Em um artigo científico publicado no dia 16 de março, na revista científica de elevado impacto internacional eLife, os cientistas do Instituto de Ciências Biológicas da UFMG propõem uma solução para esse quebra-cabeça. Os pesquisadores descobriram que existe uma falha nos mecanismos anti-inflamatórios nos pacientes graves, e é isso que faz a doença ficar ainda mais grave. Investigando o sangue de pacientes com dengue, os autores observaram que a quantidade de uma proteína essencial para o controle da inflamação produzida pelo próprio corpo estava reduzida durante a doença. Essa proteína chamada Anexina A1 é muito importante para controlar a inflamação, e sua redução durante a dengue indica que o “freio” da resposta inflamatória está prejudicado na dengue. Sem o freio da inflamação, as células do sangue e dos tecidos ficam superativadas, causando sérias consequências no organismo.
Mas o que acontece se os pacientes com dengue não estão produzindo essa proteína “freio” da inflamação? Para entender o quanto a proteína Anexina A1, é importante para frear os sintomas da dengue, os pesquisadores injetaram o vírus da dengue em camundongos que não produzem essa proteína. Como resultado, os camundongos geneticamente modificados que não produzem a Anexina A1 desenvolveram uma forma mais grave da dengue, mostrando que essa proteína oferece proteção durante a doença reproduzida no laboratório. A próxima ideia foi usar essa mesma proteína como um tratamento. Como a proteína é grande, os pesquisadores utilizaram uma pequena porção ativa da Anexina A1 (conhecida como peptídeo Ac2-26). Quando os pesquisadores injetaram esse peptídeo nos camundongos, os animais desenvolveram uma forma menos grave da dengue.

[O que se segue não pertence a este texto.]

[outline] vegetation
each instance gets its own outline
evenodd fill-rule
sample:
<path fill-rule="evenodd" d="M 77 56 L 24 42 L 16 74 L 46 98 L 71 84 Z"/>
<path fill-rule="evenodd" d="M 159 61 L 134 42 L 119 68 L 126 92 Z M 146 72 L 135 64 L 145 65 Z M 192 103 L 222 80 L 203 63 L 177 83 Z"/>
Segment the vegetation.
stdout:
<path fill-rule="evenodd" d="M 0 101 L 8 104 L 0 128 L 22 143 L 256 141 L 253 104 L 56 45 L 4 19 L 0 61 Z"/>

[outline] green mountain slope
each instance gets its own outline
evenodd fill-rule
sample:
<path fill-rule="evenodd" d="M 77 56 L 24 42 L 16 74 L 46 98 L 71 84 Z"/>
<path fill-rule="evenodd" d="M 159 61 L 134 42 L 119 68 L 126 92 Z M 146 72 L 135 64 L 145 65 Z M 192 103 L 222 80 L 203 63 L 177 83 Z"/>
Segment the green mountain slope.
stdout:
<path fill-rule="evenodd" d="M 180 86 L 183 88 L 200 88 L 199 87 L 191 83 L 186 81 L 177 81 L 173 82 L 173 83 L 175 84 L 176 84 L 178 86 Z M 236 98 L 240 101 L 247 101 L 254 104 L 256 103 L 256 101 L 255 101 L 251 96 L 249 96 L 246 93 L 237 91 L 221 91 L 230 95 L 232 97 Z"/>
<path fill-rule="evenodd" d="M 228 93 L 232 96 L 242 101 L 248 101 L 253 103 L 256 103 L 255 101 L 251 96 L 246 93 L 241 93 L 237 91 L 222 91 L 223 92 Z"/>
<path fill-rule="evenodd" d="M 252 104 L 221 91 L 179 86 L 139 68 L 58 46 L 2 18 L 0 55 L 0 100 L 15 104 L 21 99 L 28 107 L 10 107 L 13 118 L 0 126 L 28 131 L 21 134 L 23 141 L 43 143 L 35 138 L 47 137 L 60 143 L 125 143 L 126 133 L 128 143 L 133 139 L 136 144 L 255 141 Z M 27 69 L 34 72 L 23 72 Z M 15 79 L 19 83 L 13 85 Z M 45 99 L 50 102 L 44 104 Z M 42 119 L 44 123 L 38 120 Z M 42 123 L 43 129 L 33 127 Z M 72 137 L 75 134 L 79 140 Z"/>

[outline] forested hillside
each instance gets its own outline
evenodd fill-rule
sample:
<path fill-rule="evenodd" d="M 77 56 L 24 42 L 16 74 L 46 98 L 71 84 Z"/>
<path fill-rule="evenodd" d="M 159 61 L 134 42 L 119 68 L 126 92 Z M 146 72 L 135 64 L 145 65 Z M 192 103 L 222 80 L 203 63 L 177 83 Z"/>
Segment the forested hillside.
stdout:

Por fim, foi comprovado por experimentos em células e utilizando camundongos, que o peptídeo Ac2-26 age diretamente em uma célula do corpo que é muito importante em gerar sangramento: o mastócito. Sabe-se que o vírus da dengue ativa os mastócitos que moram na pele e nos vasos sanguíneos dos pacientes, causando sangramentos e choque. O peptídeo testado foi capaz de frear a ativação dessas células, reduzindo a gravidade da doença.
O estudo é ainda mais promissor devido ao fato de que pequenas porções da proteína Anexina A1 já estarem na fase final de estudos em humanos. Há vários estudos clínicos (com pacientes) testando a segurança e eficácia desse fármaco em outras doenças inflamatórias não infecciosas. O grupo do Prof. Mauro Teixeira extrapolou as fronteiras onde esse fármaco tinha sido testado até então, e propõe que esse novo tratamento pode também ser benéfico em uma das doenças que mais impactam a população brasileira: a dengue.
A descoberta de que durante a dengue há uma falha no “freio” da inflamação e a proposta de modular a resposta do próprio individuo doente durante a infecção são as novidades do artigo publicado recentemente pelo grupo. Os pesquisadores afirmam que no futuro esse novo fármaco poderá ser combinado a algum antiviral no tratamento da dengue. A busca de antivirais é outra frente de luta do grupo. Agora, o grupo quer demonstrar como esses freios da inflamação também podem falhar em outras doenças virais como a COVID-19, a febre Chikungunya e a Zika. Sabemos que epidemias vêm e vão, e estudos como esse podem ser um primeiro passo em direção a um tratamento comum para as diversas doenças virais que acometem os brasileiros e o mundo.